I do an exercise where each night as i lay in bed, I think of positives or funny memories. I thought I’d share the time I had a full blown panic attack that actually turned out to be funny!
It was spirit week at my kids school. One day was wear different sneakers day and another day was whacky hair day. Well on hair day I went all out! I spray painted one son’s hair red white and blue... and the other son neon orange and green stripes with a Mohawk shape. They looked awesome!
I get to school and driving through the drop off lane where your kids get out and walk into school and we just drive off. My boys got out. As they walked into the school I noticed no ones hair looked crazy?! I panicked! Omg what was I to do? I couldn’t stop traffic and get out screaming for them to get in the car ASAP! That would’ve been crazy! My hands were tied and I had mixed up which day was which!
I cried all day and beat myself up! It sent me right into a panic attack on the way home but not for me... I was having one for them! A sympathy panic attack!
So I’m tortured and feel awful all day! Can barely function ... I made it to a store to get ice cream for after school to go with my apology to them for my epic mom fail!
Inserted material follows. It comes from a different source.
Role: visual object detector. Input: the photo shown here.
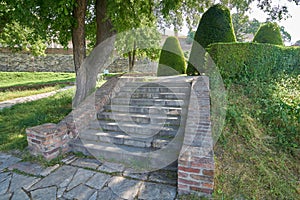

They walk in the door and I was confused! They were laughing and smiling. They instantly blurt out “oh it’s okay mom, we can just wear this same hair tomorrow for hair day and we don’t even have to wash it, it’ll already be done and we can sleep 15 mins extra!
I whispered In my head ... shut up mom and just go with it!
I thought for sure kids were teasing them and they felt embarrassed and sad. I deemed myself the worst parent ... I couldn’t even get spirit week right! Ha! We laugh to this day about it! Didn’t phase them a bit and I sabotaged myself for nothing!